ROAR is a toolkit for Indic languages that provides a unified interface for various NLP and Speech Processing tasks. It is built on top of PyTorch (WIP). It is based on a lean fork of Nvidia's NeMo toolkit. Majorly targeting Text-to-Speech Synthesis ROAR aims to streamline developer workflow from implementing new models with pre-implemented modularized functions that can be re-used across projects/models.
To setup the toolkit, clone the repository and follow the instructions given below.

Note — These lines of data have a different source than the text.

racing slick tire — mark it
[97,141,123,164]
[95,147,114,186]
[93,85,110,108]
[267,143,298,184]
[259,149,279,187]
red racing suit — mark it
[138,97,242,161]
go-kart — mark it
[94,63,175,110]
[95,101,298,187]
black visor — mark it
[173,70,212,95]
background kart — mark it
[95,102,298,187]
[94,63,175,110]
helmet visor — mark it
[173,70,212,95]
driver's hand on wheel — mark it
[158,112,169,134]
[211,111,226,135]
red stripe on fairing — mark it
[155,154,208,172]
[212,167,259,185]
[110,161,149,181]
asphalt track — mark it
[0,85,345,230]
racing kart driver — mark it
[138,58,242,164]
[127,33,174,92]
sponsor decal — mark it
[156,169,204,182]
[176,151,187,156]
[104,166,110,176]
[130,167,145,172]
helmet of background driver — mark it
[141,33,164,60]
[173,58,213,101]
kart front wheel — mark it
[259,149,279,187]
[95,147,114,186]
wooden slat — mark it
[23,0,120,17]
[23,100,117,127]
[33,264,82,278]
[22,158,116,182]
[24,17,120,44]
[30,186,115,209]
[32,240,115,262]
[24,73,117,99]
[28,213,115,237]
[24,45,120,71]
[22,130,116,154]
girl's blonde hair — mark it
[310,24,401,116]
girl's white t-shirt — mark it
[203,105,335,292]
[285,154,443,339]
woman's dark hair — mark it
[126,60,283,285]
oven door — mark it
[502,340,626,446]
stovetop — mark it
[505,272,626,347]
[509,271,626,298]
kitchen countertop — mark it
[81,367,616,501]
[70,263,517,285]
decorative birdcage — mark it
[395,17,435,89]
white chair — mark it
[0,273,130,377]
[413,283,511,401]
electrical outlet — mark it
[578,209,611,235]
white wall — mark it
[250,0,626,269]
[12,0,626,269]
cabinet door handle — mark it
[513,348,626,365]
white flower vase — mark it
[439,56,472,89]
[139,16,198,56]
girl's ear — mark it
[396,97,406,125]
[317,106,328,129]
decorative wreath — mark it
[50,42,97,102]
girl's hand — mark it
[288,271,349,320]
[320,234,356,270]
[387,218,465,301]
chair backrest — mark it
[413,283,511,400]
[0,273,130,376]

conda create -n roar python=3.10
pip install Cython
conda install pytorch torchvision torchaudio pytorch-cuda=11.8 -c pytorch -c nvidia
pip install -r requirements.txt
TinyLLaMa specific
conda install xformers -c xformers
git clone https://github.com/Dao-AILab/flash-attention
cd flash-attention
python setup.py install
cd csrc/rotary && pip install .
cd ../layer_norm && pip install .
cd ../xentropy && pip install .
cd ../.. && rm -rf flash-attention
After installing the requirements,
python scripts/dataset_processing/tts/extract_sup_data.py \
manifest_filepath=<manifest_filepath> \
sup_data_path=<sup_data_path> \
dataset.sample_rate=<sample_rate> \
dataset.n_fft=<n_fft> \
dataset.win_length=<win_length> \
dataset.hop_length=<hop_length> \
python examples/tts/fastpitch.py \
--config-name=fastpitch_22050_align \
train_dataset=<train_dataset_path> \
validation_datasets=<validation_dataset_path> \
sup_data_types="['align_prior_matrix', 'pitch', 'speaker_id']" \
sup_data_path=<sup_data_path> \
pitch_mean=<pitch_mean> \
pitch_std=<pitch_std> \
+exp_manager.create_wandb_logger=True \
+exp_manager.wandb_logger_kwargs.name="tutorial-FastPitch-multispeaker" \
+exp_manager.wandb_logger_kwargs.project="NeMo" \
A more in-depth tutorial will be added soon.
- Core NeMo Fork
- NeMo Utils Fork
- Vanilla MHA
- Flash Attention
- TransformerLayer
- One TTS Alignment
- Fastpitch
- HiFi-GAN
- JETS
- ConformerLayer
- Rotary Position Embeddings
- TinyLLaMa
Disclaimer: All the code in this repository, forked from NeMo, follows the licensing of the original NeMo repository. The code is provided as-is for research purposes only and without any guarantees. Please contact the original authors for any commercial use.